Writing Your First Distributed Python Application with Ray

Using Ray, you can take Python code that runs sequentially and transform it into a distributed application with minimal code changes. Read on to find out why you should use Ray, and how to get started.

comments

By Michael Galarnyk, Data Science Professional

Ray makes parallel and distributed computing work more like you would hope (image source)

Ray is a fast, simple distributed execution framework that makes it easy to scale your applications and to leverage state of the art machine learning libraries. Using Ray, you can take Python code that runs sequentially and transform it into a distributed application with minimal code changes.

The goal of this tutorial is to explore the following:

Why should you parallelize and distribute with Ray
How to get started with Ray
Trade-offs in distributed computing (compute cost, memory, I/O, etc)

Why should you parallelize and distribute with Ray?
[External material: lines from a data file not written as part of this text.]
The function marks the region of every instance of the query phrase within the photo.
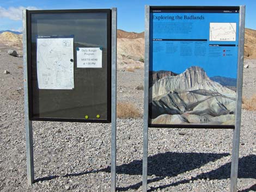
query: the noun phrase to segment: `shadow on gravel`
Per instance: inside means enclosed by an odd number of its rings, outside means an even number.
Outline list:
[[[149,176],[156,177],[148,179],[148,183],[157,182],[166,177],[175,177],[179,174],[199,168],[210,162],[214,162],[229,153],[177,153],[167,152],[148,157]],[[109,172],[110,168],[106,171]],[[136,160],[129,164],[117,167],[118,174],[139,175],[142,174],[142,160]],[[189,181],[188,181],[189,182]],[[129,189],[138,189],[142,185],[142,182],[127,187],[118,188],[119,191],[124,191]],[[161,186],[157,188],[164,188]],[[153,190],[156,189],[154,189]]]
[[[214,162],[223,157],[229,156],[229,153],[176,153],[167,152],[148,157],[148,175],[155,177],[148,179],[148,183],[153,183],[163,179],[166,177],[175,177],[179,174],[199,168],[204,165]],[[151,187],[148,191],[153,191],[157,189],[164,189],[172,186],[176,186],[181,184],[190,183],[194,181],[208,179],[229,179],[230,177],[231,163],[228,163],[219,168],[208,172],[202,173],[196,177],[188,179],[183,179],[178,182],[157,187]],[[80,173],[69,174],[65,176],[50,176],[39,178],[35,182],[51,180],[57,177],[66,177],[69,176],[79,176],[91,173],[100,172],[111,172],[111,167],[105,169],[94,170]],[[117,174],[130,175],[142,175],[142,160],[135,160],[128,164],[124,164],[117,166]],[[251,154],[239,159],[238,178],[256,179],[256,155]],[[129,189],[138,189],[142,185],[142,182],[126,187],[117,188],[119,191],[125,191]],[[239,192],[247,192],[256,190],[256,185],[253,185],[249,189]]]
[[[256,191],[256,184],[254,184],[249,188],[243,189],[241,191],[238,191],[237,192],[248,192],[250,191]]]
[[[228,163],[222,165],[219,168],[206,173],[198,175],[195,177],[192,177],[191,179],[183,179],[177,182],[170,183],[168,184],[159,186],[158,187],[151,188],[148,191],[153,191],[155,190],[164,189],[172,186],[176,186],[180,184],[189,183],[191,181],[193,181],[203,178],[209,178],[212,179],[224,179],[230,178],[231,163]],[[250,154],[248,156],[243,157],[239,159],[238,178],[256,178],[256,156]],[[242,190],[242,192],[249,191],[253,190],[255,187],[255,185],[252,186],[249,189]]]

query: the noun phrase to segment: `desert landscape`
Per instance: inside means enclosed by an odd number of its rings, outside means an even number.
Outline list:
[[[256,30],[246,29],[245,37],[237,190],[252,192],[256,190]],[[119,30],[117,43],[117,187],[118,191],[141,191],[144,33]],[[8,54],[9,49],[22,56],[22,35],[0,34],[0,191],[110,191],[110,124],[33,122],[36,180],[32,186],[27,184],[22,58]],[[206,84],[188,86],[186,92],[159,89],[159,83],[175,88],[172,80],[178,82],[178,78],[195,71],[198,73],[193,74]],[[160,71],[153,77],[152,107],[168,104],[168,110],[182,117],[174,121],[211,119],[221,124],[233,121],[235,89],[231,80],[224,85],[221,78],[209,78],[198,66],[181,74]],[[196,89],[200,86],[204,86],[204,91]],[[212,111],[204,109],[208,115],[202,119],[197,116],[198,111],[185,108],[177,99],[179,96],[187,101],[190,96],[199,101],[196,107],[198,108],[200,103],[210,103],[211,100],[221,102],[225,107]],[[200,100],[203,97],[206,100]],[[170,98],[176,101],[179,109],[173,107]],[[129,113],[120,113],[131,106]],[[161,117],[164,112],[155,112],[151,114],[153,121],[164,118]],[[215,113],[222,115],[215,117]],[[148,191],[229,191],[232,136],[232,129],[149,128]]]

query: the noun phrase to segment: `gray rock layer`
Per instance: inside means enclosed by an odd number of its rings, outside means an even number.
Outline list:
[[[154,98],[169,91],[199,89],[217,92],[228,97],[235,97],[235,91],[211,80],[205,71],[198,66],[192,66],[175,76],[167,76],[159,79],[150,88],[150,92],[152,93]]]

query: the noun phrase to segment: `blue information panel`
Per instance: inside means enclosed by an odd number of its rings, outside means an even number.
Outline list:
[[[151,8],[149,126],[235,125],[239,7]]]

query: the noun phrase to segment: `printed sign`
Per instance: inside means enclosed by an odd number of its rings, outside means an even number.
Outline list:
[[[151,10],[150,126],[235,125],[239,22],[239,9]]]
[[[102,67],[102,51],[100,47],[77,47],[76,57],[78,68]]]
[[[36,67],[39,89],[74,88],[73,37],[71,36],[37,38]]]

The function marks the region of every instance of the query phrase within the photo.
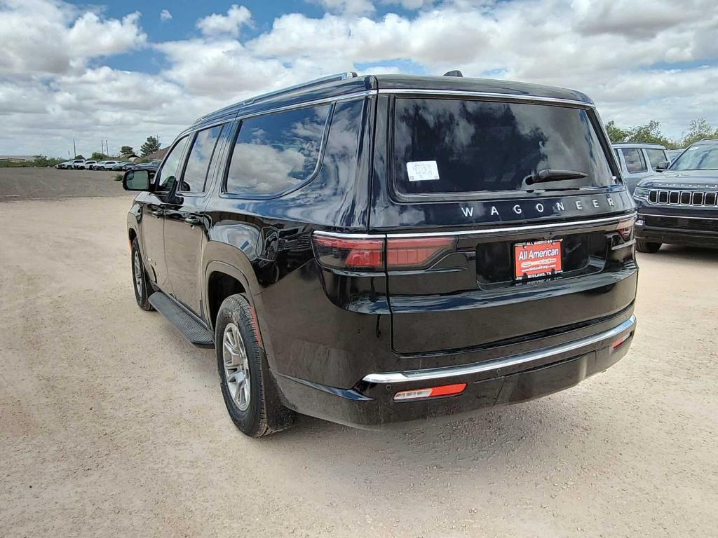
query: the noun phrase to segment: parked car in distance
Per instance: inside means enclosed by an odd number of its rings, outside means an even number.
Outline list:
[[[95,164],[95,170],[112,170],[113,167],[117,165],[119,161],[101,161]]]
[[[97,161],[85,161],[83,163],[78,164],[75,168],[78,170],[92,170],[93,166],[97,164]]]
[[[215,348],[248,435],[539,397],[633,339],[610,151],[558,88],[350,73],[261,95],[124,174],[135,297]]]
[[[74,169],[78,165],[82,164],[85,162],[84,159],[73,159],[70,161],[65,161],[64,163],[60,163],[56,165],[55,168],[65,169]]]
[[[661,144],[622,142],[613,144],[613,149],[623,180],[631,193],[639,181],[660,171],[659,164],[665,163],[664,168],[671,164],[666,147]]]
[[[134,164],[132,168],[136,170],[157,170],[159,167],[161,161],[150,161],[146,163],[139,163]]]
[[[668,160],[672,163],[684,151],[684,149],[666,149],[666,153],[668,156]]]
[[[120,161],[117,164],[112,167],[112,169],[115,171],[124,171],[129,169],[133,166],[133,164],[129,161]]]
[[[696,142],[663,174],[638,183],[636,247],[663,243],[718,247],[718,139]]]

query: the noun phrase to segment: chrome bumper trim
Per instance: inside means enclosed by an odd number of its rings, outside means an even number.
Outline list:
[[[402,383],[407,381],[432,381],[446,377],[453,377],[457,375],[469,375],[482,372],[499,369],[517,364],[530,363],[541,359],[546,359],[553,355],[579,349],[586,346],[597,344],[602,340],[615,338],[628,331],[635,329],[636,324],[635,316],[631,316],[628,319],[613,329],[605,331],[592,336],[588,336],[580,340],[562,344],[560,346],[547,347],[538,351],[526,353],[522,355],[514,355],[503,359],[499,359],[486,362],[462,364],[460,366],[447,367],[445,368],[432,368],[424,370],[409,370],[407,372],[390,372],[383,374],[369,374],[364,377],[363,381],[367,383]]]

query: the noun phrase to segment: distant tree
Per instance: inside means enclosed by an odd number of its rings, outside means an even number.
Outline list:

As a previous post pointed out, parallel and distributed computing are a staple of modern applications. The problem is that taking existing Python code and trying to parallelize or distribute it can mean rewriting existing code, sometimes from scratch. Additionally modern applications have requirements that existing modules like multiprocessing lack. These requirements include:

Running the same code on more than one machine
Building microservices and actors that have state and can communicate
Graceful handling of machine failures and preemption
Efficient handling of large objects and numerical data

The Ray library satisfies these requirements and allows you to scale your applications without rewriting them. In order to make parallel & distributed computing simple, Ray takes functions and classes and translates them to the distributed setting as tasks and actors. The rest of this tutorial explores these concepts as well as some important things to consider when building parallel & distributed applications.

While this tutorial explores how Ray makes it easy to parallelize plain Python code, it is important to note that Ray and its ecosystem also make it easy to parallelize existing libraries like scikit-learn, XGBoost, LightGBM, PyTorch, and much more.

How to get started with Ray

Turning Python Functions into Remote Functions (Ray Tasks)

Ray can be installed through pip.

pip install 'ray[default]'

Let’s begin our Ray journey by creating a Ray task. This can be done by decorating a normal Python function with @ray.remote. This creates a task which can be scheduled across your laptop's CPU cores (or Ray cluster).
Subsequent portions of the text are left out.